痛点一：预加载导致的 Context Bloat

情景：往Agent里将所有可能用到的工具定义（Tool Definitions）在一开始就全量打包塞进 System Prompt 中。从而导致：

快速膨胀的 Token 消耗：如果集成多个 MCP (Model Context Protocol) 服务器时，上下文会被迅速吞噬。例如 GitHub 包含 35 个工具（约占 26K tokens，以Anthropic的为基准，后续版本已经轻量化）、Slack 的 11 个工具（约占 21K tokens）等，58个工具就能在对话开始前耗尽 55K 的上下文。

yt实测60个工具，一个hello跑13k

（图源均为yt视频）

Wrong Tool 问题：面对庞杂的工具库，模型不仅注意力严重分散，还容易在名称相似的工具中发生“幻觉”（如选错 notification-send-user 和 notification-send-channel）。

But token cost isn't the only issue. The most common failures are wrong tool selection and incorrect parameters, especially when tools have similar names like notification-send-user vs. notification-send-channel.

痛点二：中间结果堆积与无效流转

除了工具定义会大量占用，作为多次来回的中间结果（Intermediate Results）同样会占据相当一部分上下文。

（图源yt视频）

业务场景：Q3 差旅预算合规性检查。系统提供了 get_team_members, get_expenses, get_budget_by_level 三个工具，目标是找出超支的员工。

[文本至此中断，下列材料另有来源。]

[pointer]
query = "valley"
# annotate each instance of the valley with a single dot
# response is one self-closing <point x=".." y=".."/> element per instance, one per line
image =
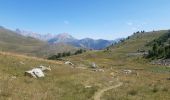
<point x="118" y="75"/>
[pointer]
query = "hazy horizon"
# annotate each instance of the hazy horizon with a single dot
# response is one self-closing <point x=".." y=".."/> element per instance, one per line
<point x="97" y="19"/>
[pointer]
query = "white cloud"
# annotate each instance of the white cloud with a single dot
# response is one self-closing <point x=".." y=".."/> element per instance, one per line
<point x="66" y="22"/>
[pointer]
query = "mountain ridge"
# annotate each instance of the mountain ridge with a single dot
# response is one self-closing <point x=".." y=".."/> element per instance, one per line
<point x="87" y="43"/>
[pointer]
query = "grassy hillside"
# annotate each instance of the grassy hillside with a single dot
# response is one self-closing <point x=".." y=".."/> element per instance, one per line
<point x="147" y="82"/>
<point x="12" y="42"/>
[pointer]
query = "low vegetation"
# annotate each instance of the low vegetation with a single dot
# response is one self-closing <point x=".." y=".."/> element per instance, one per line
<point x="160" y="47"/>
<point x="66" y="54"/>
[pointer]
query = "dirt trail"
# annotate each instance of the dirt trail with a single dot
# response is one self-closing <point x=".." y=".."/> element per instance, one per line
<point x="99" y="94"/>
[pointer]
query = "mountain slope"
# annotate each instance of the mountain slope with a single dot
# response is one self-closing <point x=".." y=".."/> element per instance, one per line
<point x="13" y="42"/>
<point x="87" y="43"/>
<point x="145" y="80"/>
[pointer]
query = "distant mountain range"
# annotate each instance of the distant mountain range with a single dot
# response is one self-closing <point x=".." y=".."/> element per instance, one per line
<point x="10" y="41"/>
<point x="87" y="43"/>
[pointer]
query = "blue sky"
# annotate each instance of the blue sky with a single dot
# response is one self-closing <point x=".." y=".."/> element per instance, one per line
<point x="107" y="19"/>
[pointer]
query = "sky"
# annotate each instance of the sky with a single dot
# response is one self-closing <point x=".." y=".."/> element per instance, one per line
<point x="106" y="19"/>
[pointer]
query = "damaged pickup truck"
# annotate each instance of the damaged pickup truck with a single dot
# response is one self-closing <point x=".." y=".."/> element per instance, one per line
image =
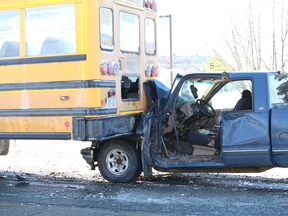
<point x="207" y="122"/>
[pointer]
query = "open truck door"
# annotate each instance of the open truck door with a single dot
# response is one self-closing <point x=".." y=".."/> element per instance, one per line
<point x="279" y="136"/>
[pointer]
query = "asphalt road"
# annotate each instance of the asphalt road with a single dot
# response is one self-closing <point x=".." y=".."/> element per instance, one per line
<point x="60" y="183"/>
<point x="161" y="195"/>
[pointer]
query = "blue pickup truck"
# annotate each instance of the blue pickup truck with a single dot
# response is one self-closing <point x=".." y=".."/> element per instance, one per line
<point x="207" y="122"/>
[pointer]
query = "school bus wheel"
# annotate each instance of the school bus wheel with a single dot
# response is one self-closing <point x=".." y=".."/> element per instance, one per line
<point x="119" y="161"/>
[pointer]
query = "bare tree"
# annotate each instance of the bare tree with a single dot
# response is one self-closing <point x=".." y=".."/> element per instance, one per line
<point x="245" y="41"/>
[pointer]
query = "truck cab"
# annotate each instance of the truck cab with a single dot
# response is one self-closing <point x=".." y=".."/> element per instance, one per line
<point x="202" y="124"/>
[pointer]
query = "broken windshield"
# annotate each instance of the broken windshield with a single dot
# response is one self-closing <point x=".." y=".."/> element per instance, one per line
<point x="192" y="90"/>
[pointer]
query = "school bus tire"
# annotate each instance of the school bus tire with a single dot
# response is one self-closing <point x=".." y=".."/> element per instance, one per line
<point x="119" y="161"/>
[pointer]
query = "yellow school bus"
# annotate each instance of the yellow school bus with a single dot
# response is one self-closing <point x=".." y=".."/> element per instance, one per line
<point x="73" y="69"/>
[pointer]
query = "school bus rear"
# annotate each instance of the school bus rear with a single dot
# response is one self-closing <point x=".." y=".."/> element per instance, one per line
<point x="73" y="69"/>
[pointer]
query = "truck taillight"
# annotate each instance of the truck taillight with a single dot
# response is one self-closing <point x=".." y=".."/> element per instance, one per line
<point x="157" y="71"/>
<point x="153" y="71"/>
<point x="147" y="3"/>
<point x="148" y="71"/>
<point x="103" y="68"/>
<point x="112" y="68"/>
<point x="150" y="4"/>
<point x="115" y="68"/>
<point x="111" y="92"/>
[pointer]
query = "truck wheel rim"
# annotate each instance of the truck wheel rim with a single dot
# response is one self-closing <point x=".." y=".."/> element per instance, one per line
<point x="117" y="162"/>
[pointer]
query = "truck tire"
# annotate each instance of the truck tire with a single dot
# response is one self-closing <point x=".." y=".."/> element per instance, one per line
<point x="119" y="161"/>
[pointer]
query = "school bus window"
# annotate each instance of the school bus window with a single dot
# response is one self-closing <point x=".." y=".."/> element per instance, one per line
<point x="50" y="30"/>
<point x="9" y="34"/>
<point x="150" y="43"/>
<point x="106" y="29"/>
<point x="130" y="89"/>
<point x="129" y="32"/>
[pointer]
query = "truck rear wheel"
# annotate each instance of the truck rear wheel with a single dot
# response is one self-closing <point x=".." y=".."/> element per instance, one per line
<point x="119" y="161"/>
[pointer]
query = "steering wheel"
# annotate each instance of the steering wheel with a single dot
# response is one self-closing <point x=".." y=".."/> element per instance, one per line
<point x="205" y="108"/>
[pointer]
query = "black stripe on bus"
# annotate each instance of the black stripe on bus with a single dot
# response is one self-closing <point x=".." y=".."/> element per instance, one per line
<point x="56" y="112"/>
<point x="25" y="135"/>
<point x="58" y="85"/>
<point x="46" y="59"/>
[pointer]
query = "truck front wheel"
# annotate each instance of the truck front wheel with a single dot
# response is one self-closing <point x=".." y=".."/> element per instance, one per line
<point x="119" y="161"/>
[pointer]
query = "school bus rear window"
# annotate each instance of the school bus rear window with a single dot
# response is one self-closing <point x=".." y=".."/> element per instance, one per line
<point x="9" y="34"/>
<point x="50" y="30"/>
<point x="129" y="32"/>
<point x="106" y="29"/>
<point x="150" y="41"/>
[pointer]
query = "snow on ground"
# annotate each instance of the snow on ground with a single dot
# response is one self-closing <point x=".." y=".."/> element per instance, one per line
<point x="61" y="159"/>
<point x="47" y="158"/>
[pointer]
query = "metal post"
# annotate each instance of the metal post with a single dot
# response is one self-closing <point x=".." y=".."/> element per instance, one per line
<point x="171" y="53"/>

传统模式的低效：为了排查 20 个员工的数据，Agent 会陷入“单次 API 调用 -> 返回结果 -> 再次调用”的循环。按yt的测试，haiku4.5执行 56 次工具调用，烧掉 76,000+ tokens，耗时 29s 结果甚至还漏了一个

工具搜索工具 (Tool Search Tool)

Anthropic 给出的第一个解法是：推迟加载（Deferred loading），按需发现。实现层面，在API调用上改defer_loading为True，TOOLS照传

The Tool Search Tool lets Claude dynamically discover tools instead of loading all definitions upfront. You provide all your tool definitions to the API, but mark tools with defer_loading: true to make them discoverable on-demand. Deferred tools aren't loaded into Claude's context initially. Claude only sees the Tool Search Tool itself plus any tools with defer_loading: false (your most critical, frequently-used tools).